Il résulte de ces dispositions, d’une part, que le titre de recettes doit mentionner les nom, prénom et qualité de la personne qui l’a émis et, d’autre part, qu’il appartient à l’autorité administrative de justifier, en cas de contestation, que le bordereau du titre de recettes comporte la signature de l’émetteur.

Par les documents qu’elle produit, l’ASA n’établit pas que le bordereau n° 1 du titre exécutoire attaqué a été signé. Par suite, la société Doucet-Michon est fondée à soutenir que le titre exécutoire du 23 mars 2023 est entaché d’une irrégularité formelle.

En second lieu, aux termes de l’article 24 du décret n° 2012-1246 du 7 novembre 2012 relatif à la gestion budgétaire et comptable publique : « (...) Toute créance liquidée faisant l'objet d'une déclaration ou d'un ordre de recouvrer indique les bases de la liquidation. (…) ». Une personne publique ne peut mettre en recouvrement une créance sans indiquer, soit dans le titre de perception lui-même, soit par référence précise à un document joint à ce titre ou précédemment adressé au débiteur, les bases et les éléments de calcul sur lesquels elle s’est fondée pour déterminer le montant de la créance.

Le titre exécutoire contesté, qui se borne à mentionner en objet « propriété », et qui mentionne que la somme de 350 euros correspond à un « prix unitaire », ne comporte aucun élément permettant d’identifier les bases de liquidation de la créance dont se prévaut l’ASA.

Par suite, la société requérante est fondée à soutenir que le titre exécutoire du 23 mars 2023 est insuffisamment motivé.

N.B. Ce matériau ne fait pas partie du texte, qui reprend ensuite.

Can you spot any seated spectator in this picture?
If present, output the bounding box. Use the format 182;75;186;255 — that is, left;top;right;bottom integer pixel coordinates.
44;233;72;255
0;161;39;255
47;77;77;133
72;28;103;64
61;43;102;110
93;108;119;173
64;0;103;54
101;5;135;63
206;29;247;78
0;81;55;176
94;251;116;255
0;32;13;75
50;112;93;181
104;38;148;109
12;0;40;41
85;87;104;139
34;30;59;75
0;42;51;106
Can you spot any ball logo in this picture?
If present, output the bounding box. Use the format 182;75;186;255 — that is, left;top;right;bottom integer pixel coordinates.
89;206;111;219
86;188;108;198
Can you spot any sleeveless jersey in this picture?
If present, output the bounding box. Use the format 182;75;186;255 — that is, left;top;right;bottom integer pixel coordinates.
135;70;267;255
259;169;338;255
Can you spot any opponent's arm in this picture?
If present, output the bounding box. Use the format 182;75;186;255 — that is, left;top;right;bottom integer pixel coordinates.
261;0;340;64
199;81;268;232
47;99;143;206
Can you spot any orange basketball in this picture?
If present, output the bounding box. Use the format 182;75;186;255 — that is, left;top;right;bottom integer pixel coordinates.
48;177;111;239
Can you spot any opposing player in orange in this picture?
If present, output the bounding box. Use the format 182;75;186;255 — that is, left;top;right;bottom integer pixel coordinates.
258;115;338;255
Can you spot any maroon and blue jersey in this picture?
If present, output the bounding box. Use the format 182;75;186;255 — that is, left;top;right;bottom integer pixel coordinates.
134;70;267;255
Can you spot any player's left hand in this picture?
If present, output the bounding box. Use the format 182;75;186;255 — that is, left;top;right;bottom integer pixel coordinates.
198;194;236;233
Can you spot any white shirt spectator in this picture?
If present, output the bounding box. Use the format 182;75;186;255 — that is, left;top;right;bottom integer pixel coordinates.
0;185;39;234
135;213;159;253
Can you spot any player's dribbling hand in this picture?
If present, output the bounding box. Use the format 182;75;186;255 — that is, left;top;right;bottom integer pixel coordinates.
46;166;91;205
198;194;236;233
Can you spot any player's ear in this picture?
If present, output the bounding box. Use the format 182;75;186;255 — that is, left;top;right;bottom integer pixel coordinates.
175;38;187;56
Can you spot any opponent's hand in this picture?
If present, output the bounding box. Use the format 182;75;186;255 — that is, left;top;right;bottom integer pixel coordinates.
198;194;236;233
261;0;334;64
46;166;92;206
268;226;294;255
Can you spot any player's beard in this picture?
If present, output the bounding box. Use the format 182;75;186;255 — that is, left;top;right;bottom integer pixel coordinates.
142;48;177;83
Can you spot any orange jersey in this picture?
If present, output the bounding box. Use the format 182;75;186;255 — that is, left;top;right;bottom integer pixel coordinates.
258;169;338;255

Il résulte de ce qui précède, sans qu’il soit besoin de faire état de l’examen réalisé des autres moyens la requête, que le titre de recettes du 23 mars 2023 doit être annulé.

Sur les frais du litige :

En présentant des conclusions tendant à ce qu’une somme de 2 000 euros lui soit versée en réparation du temps et des frais qu’elle a engagés dans la gestion du contentieux, l’ASA doit être regardée comme présentant des conclusions sur le fondement des dispositions de l’article L. 761-1 du code de justice administrative. Toutefois, ces dispositions font obstacle à ce que soit mise à la charge de la société Doucet-Michon, qui n’est pas la partie perdante à la présente instance, la somme de 2 000 euros que l’ASA demande au titre frais exposés par elle et non compris dans les dépens.

D E C I D E :

Article 1er : Le titre exécutoire émis par l’association syndicale autorisée Maurice Clétras le 23 mars 2023 est annulé.

Article 2 : Les conclusions présentées par l’association syndicale autorisée Maurice Clétras sont rejetées.

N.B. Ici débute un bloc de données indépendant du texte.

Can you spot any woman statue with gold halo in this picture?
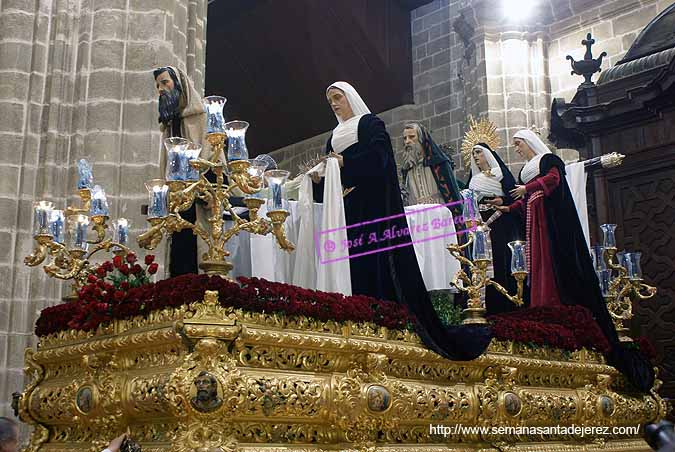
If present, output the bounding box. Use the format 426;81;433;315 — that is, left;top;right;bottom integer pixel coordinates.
462;118;529;315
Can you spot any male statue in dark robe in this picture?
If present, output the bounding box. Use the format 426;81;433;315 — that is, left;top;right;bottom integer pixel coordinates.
153;66;206;277
401;123;462;211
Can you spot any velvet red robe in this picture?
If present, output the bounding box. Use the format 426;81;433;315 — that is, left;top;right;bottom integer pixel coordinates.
510;167;561;307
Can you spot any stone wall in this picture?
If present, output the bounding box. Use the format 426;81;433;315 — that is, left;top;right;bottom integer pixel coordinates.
0;0;206;415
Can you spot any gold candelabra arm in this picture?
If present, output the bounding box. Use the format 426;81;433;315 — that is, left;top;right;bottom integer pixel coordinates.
87;215;108;244
603;247;628;278
486;272;527;306
632;280;656;300
23;234;54;267
267;210;295;253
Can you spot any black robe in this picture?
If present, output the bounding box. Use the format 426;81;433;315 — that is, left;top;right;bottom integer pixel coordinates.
469;148;529;315
519;154;654;391
314;114;491;360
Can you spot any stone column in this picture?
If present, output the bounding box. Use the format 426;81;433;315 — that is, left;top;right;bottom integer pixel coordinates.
0;0;207;415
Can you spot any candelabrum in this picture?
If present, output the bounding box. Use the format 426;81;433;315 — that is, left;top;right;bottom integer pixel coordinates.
592;224;656;342
447;224;527;325
138;96;295;276
24;159;129;300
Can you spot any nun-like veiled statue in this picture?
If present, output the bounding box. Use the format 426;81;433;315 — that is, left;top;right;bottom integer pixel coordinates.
497;130;654;391
313;82;490;360
469;143;529;314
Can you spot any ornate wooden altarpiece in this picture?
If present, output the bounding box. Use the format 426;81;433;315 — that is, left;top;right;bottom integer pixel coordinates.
549;4;675;404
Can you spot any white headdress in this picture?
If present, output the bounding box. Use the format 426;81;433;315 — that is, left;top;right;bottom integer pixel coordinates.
326;82;370;154
513;129;552;183
469;145;504;196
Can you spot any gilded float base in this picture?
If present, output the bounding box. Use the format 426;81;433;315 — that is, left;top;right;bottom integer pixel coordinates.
15;291;666;452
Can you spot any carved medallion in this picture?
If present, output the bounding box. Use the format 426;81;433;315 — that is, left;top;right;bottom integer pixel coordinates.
504;392;523;416
190;371;223;413
366;385;391;413
598;396;616;417
75;386;95;414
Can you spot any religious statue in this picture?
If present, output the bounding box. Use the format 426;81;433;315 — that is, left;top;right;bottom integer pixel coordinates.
153;66;208;277
190;370;223;413
401;123;461;210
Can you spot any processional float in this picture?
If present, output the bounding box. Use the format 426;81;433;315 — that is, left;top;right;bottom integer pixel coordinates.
14;97;665;452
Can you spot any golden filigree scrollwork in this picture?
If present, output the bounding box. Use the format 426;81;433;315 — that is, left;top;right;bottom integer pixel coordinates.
138;133;295;276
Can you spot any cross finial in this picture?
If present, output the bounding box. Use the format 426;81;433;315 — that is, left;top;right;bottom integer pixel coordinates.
581;33;595;60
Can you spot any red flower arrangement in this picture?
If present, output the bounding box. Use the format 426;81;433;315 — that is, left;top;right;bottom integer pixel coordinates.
67;253;158;331
35;272;414;336
488;306;610;353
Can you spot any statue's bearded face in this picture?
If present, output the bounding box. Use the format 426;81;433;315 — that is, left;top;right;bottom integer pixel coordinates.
155;71;181;124
403;129;424;165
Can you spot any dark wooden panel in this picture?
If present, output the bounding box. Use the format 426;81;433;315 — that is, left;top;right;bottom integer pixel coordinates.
608;146;675;397
206;0;413;155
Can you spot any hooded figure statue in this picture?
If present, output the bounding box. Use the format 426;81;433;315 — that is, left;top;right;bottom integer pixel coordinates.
153;66;209;277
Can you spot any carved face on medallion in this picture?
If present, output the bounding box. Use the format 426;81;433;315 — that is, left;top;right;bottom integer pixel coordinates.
190;371;223;413
75;386;94;414
504;392;522;416
366;385;391;413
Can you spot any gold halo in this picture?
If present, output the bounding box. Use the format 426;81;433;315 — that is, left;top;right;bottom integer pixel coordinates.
462;115;501;168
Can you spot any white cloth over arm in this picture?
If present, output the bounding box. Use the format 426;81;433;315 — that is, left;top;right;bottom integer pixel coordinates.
565;162;591;248
293;158;352;295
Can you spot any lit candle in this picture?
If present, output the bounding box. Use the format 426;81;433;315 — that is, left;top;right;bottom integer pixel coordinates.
164;137;190;181
77;159;94;190
265;170;290;210
184;142;202;181
204;96;227;133
473;225;490;260
596;269;612;297
145;179;169;218
68;214;89;251
225;121;249;161
624;252;642;280
600;224;616;248
113;218;130;246
591;245;607;272
508;240;527;273
89;185;110;216
49;209;65;244
33;201;54;235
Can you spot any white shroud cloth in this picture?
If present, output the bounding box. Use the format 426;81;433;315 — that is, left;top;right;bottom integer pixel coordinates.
293;158;352;295
565;162;591;249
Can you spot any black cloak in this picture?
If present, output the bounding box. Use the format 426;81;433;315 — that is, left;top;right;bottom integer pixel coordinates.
314;114;492;360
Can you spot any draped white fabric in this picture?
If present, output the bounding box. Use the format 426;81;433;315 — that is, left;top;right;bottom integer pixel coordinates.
513;129;551;183
326;82;370;154
292;158;352;295
469;145;504;196
565;162;591;249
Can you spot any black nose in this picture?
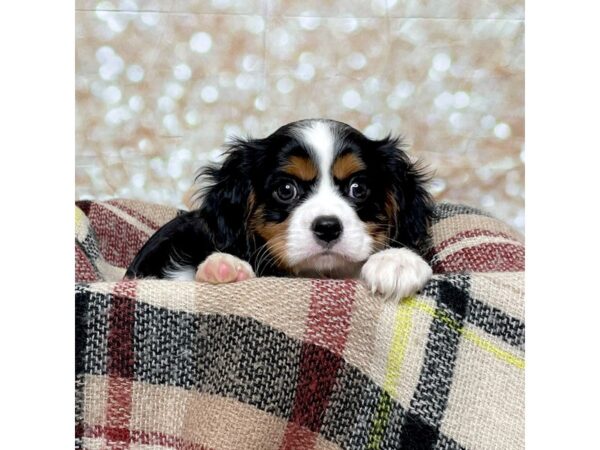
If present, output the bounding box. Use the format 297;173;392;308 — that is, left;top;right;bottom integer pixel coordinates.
311;216;342;242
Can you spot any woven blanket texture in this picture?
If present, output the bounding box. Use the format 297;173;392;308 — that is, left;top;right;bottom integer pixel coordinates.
75;200;525;450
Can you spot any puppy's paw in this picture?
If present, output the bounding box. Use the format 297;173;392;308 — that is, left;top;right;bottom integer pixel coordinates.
196;253;256;284
361;248;432;300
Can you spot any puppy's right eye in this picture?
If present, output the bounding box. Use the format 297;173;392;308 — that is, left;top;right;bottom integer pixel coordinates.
273;181;298;203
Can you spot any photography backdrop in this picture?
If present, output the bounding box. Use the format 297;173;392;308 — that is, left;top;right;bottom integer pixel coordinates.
75;0;525;230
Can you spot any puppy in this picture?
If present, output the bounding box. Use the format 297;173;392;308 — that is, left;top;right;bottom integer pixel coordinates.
126;119;433;299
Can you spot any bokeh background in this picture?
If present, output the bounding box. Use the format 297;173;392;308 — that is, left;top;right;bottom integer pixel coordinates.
75;0;525;230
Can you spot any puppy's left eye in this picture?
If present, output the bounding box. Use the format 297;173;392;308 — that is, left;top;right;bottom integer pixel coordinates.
348;180;369;200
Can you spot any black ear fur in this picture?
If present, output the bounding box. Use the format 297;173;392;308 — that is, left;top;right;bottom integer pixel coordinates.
375;136;434;251
196;138;256;258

Article 3 : Le présent jugement sera notifié à la société Doucet-Michon et à l’association syndicale autorisée Maurice Clétras.

Délibéré après l'audience du 28 janvier 2026, à laquelle siégeaient :

Mme Le Barbier, présidente,
M. Simon, premier conseiller,
Mme Ribac, conseillère.

Copie en sera adressée à la direction régionale des finances publiques des Pays de la Loire.

Rendu public par mise à disposition au greffe le 18 février 2026.

La rapporteure,




L.-E. Ribac
La présidente,




M. Le Barbier

La greffière,





P. Labourel


La République mande et ordonne au préfet des Pays de la Loire en ce qui le concerne ou à tous commissaires de justice à ce requis en ce qui concerne les voies de droit commun, contre les parties privées, de pourvoir à l'exécution de la présente décision.